Agricultural Finance Groups (AFGs) are part of Vayalagams, promoted by organising 15 to 20 members from Vayalagams. they provide continuity to the conservation and development works and facilitate continuous access to credit facility for tankfed farming.The AFGs facilitate crosslearning among the farmers and help them to work collectively. Many banks have come forward to provide financial services to the AFGs. Farmers and farm labourers save in these groups and avail loans for various cultivation and marketing needs, initiating allied activities in the farm such as dairy, goat rearing, either to buy lands or to enhance productivity of lands with soil and moisture improvement measures, construction of farm ponds and so on.

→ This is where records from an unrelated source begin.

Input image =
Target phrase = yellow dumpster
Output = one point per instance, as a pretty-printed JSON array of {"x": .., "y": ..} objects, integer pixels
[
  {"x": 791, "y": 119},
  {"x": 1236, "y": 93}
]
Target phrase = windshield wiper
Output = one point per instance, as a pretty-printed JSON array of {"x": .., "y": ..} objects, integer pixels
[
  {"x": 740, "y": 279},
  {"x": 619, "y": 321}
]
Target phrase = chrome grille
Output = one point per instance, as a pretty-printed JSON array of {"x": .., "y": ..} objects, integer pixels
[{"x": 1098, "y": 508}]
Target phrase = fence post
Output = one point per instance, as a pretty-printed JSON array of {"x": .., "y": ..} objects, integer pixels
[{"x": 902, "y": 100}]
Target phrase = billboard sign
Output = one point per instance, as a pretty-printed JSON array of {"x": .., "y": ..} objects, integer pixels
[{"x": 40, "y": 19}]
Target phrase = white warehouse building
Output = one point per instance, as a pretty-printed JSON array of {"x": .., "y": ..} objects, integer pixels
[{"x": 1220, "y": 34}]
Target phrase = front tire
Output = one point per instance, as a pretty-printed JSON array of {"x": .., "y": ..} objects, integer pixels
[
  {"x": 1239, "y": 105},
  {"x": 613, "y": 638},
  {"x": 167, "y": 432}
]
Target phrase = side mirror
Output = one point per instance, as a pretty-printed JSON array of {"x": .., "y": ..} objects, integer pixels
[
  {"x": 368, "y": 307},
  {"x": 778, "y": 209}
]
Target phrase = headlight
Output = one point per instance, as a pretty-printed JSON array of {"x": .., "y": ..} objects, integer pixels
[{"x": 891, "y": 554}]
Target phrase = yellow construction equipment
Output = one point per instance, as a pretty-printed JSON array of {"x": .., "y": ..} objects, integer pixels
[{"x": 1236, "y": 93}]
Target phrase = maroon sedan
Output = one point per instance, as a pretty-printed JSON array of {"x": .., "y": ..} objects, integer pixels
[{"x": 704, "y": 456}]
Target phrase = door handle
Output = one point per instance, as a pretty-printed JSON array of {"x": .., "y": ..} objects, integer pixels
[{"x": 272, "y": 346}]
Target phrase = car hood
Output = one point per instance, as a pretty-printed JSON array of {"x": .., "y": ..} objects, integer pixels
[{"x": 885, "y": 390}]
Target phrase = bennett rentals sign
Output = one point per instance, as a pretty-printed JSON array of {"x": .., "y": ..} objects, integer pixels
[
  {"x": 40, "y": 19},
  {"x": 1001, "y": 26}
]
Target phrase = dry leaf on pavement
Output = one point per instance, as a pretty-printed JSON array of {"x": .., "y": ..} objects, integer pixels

There are 6491 AFGs functioning in the Vayalagams effectively facilitating savings to the tune of Rs. 265 million, facilitated credit to members to the tune of Rs. 756 million and so far these AFGs have mobilised Rs.600 million from commercial banks for issuing credit to their members.

Farmers Producer Organisations

25 years of Vayalagam Programme in Poverty Reduction through Water Resources and Agricultural Development

Small and marginal land holders are mostly unorganized, characterised by lack of access to capital, technology and market information.They are often subjected to exploitation by the middlemen with deceptive weights and measures, and unfair prices for their produces. Livelihoods of these smallholder farm families could be made sustainable only when their capacity is enhanced to influence the value chain, in which they enjoy little control. The producer institutions promoted by DHAN work for livelihood improvement of its members in a phased manner and follow graduation approach, starting from enhancing production and productivity through thematic interventions, aggregating the produces and facilitating market linkages, and value addition by way of branding and reaching the consumers directly through retail outlets created by producer companies.

Producers, organised into Primary Producer Groups and further networked into Producer Companies (PC), have started governing a major part of the value chain of their produces. Currently there are 19 Producer Organisations covering 10000 farmers involved in cultivation of crops such as small millets, paddy, groundnut, tapioca, pulses, cotton, jasmine, chillies, coconut, maize, sorghum, chillies and coconut.

Contributions to the Water Sector

25 years of Vayalagam Programme in Poverty Reduction through Water Resources and Agricultural Development

DHAN Foundation has set up a Resource Support Organisation for popularising community tank management and tank-based watershed models in Andhra Pradesh and Karnataka. DHAN has prepared a strategy for Water Security through Integrated watershed development for the State Planning commission during 2004.It has been involved in the working committees of the apex planning body of the country, the Planning Commission of India, during 10th Five Year Plan on Minor Irrigation, 11th Five Year Plan on Agriculture and Rural Development, as well as the 12th Five year plan Working Group on Minor and Medium Irrigation and Water Governance. DHAN's hydrologic-based community Institution model is adopted in the Repair, Renovation and Rehabilitation Guidelines of Ministry of Water Resources. Besides, DHAN is one of the institutional members of World Water Council, Global Water Partnership. It has been inducted in the advisory group for National Water Academy, Pune and National Institute of Hydrology for Hard Rock Areas, Belgaum. DHAN has promoted a Council for Conservation of Small-Scale Water Resources. It comprises of eminent thinkers and practitioners, who propagate and promote the conservation and development of small scale irrigation systems in South India. This council engages in periodic interactions with policy makers, planners, administrators and bureaucrats. It also reflects the opinion of the people at the grass-roots on matters relating to small scale irrigation systems through media. Through various tools that it deploys, it helps to shape the government policies related to this sector.